To further enhance 10-methyl BFA production, we added a second copy of bfaA-B to our best Y. lipolytica BFA production strain. Among the individual isolates assayed, two had very high levels of 10-methyl BFA production, exceeding 50% of total fatty acids (data not shown). However, these two isolates also exhibited significant growth and lipid accumulation defects (data not shown), precluding their use in large-scale production. Throughout our studies, we repeatedly observed an association between very high BFA content and poor growth. We hypothesize that these growth defects are not accidental mutations arising from random integration events, but rather the specific effect of high levels of BfaB or BfaA-B activity. Therefore, we chose to proceed with the analysis of an isolate, NS1227, that demonstrated lower BFA composition (36%), but better growth in our lipid accumulation conditions (Fig. 3c).

Secretion of BFAs in S. cerevisiae

We tested whether secreting free fatty acids (FFAs) could increase the production and turnover of BFAs. We initially tested FFA secretion in Y. lipolytica similar to previous studies [26], however the secretion strains constructed in the YB-392 background grew poorly and were not appropriate for industrial fermentation.

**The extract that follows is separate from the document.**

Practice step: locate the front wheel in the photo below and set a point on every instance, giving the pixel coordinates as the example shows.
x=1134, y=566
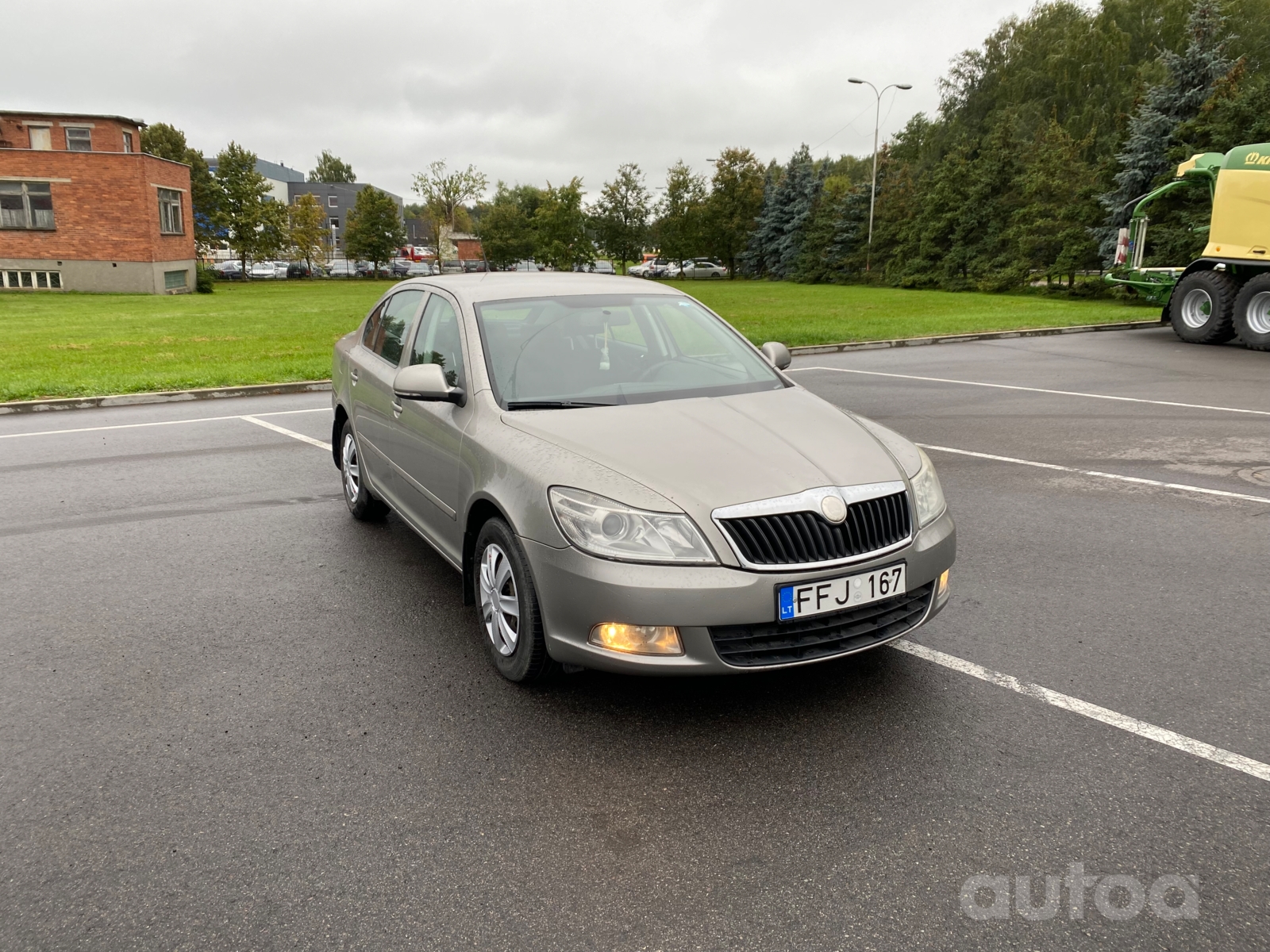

Therefore, we utilized S. cerevisiae strains engineered for enhanced free fatty acid production based on preventing fatty acid activation and degradation through deletion of FAA1, FAA4 and POX1 [24, 25]. In addition, Y&Z001 carries a synthetic acetyl-CoA and malonyl-CoA overproduction pathway [24], whereas MLM1.0 has upregulated phospholipid synthesis and turnover [25]. Although these strains are engineered to prevent fatty acid activation and degradation, we have previously observed that secreted FFAs seem to originate from phospholipid acyl chains because they persist even when other pools of cellular fatty acids have been depleted and their production is correlated with increasing phospholipid levels [25]. Using S. cerevisiae constructs expressing codon-optimized bfaA-B with the S. cerevisiae TEF1 promoter, we found that the wild-type CEN.PK strain grew well with single-copy or high-copy bfaA-B plasmids (Fig. 4a), although this low lipid strain is not appropriate for large-scale production. In both FFA production strains, high-copy bfaA-B expression caused highly variable growth, total free fatty acid (FFA) and BFA production. However, low copy expression was tolerated well (Fig. 4a–c). Y&Z001 and MLM1.0 strains expressing bfaA-B produced 56 and 53 mg BFA/L, which corresponded to 7.6 and 7.2 mg BFA/gDCW, respectively, in shake-flask assays (Fig. 4c).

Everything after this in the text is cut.